Personal information
- Nationality: British (English)
- Born: 28 September 1886 Highbury, England
- Died: 29 September 1965 (aged 79) Scarborough, England

Sport
- Sport: Athletics
- Events: 800m, 880y
- Club: Finchley Harriers

= Frederick Ashford =

English athlete (1886–1965)

Frederick Murray Ashford (28 September 1886 - 29 September 1965) was an English athlete from Islington, London, who competed in the 1908 Summer Olympics in London.

== Biography ==
Before the Olympics, Ashford had been a finalist in the 880 yards, representing the Finchley Harriers at the 1908 AAA Championships.

Ashford represented Great Britain at the 1908 Summer Olympics in London, in the 800 metres at the 1908 Summer Olympics, but he did not finish his semifinal heat, so did not advance to the final.

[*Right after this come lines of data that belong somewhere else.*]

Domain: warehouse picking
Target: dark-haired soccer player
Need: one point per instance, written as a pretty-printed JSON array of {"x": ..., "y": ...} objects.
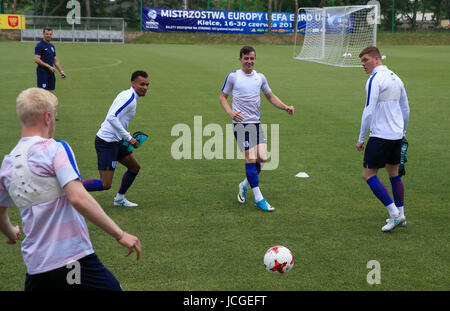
[
  {"x": 45, "y": 58},
  {"x": 246, "y": 84},
  {"x": 386, "y": 114},
  {"x": 108, "y": 142}
]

He later studied piano and organ at the Royal Academy of Music, developing into a tenor. He used his singing skills to form a Concert Party which played the season at Scarborough every year from 1929 to 1939.

==Sources==
- Cook, Theodore Andrea (1908). "The Fourth Olympiad, Being the Official Report"
- De Wael, Herman (2001). "Athletics 1908"
- Wudarski, Pawel (1999). "Wyniki Igrzysk Olimpijskich"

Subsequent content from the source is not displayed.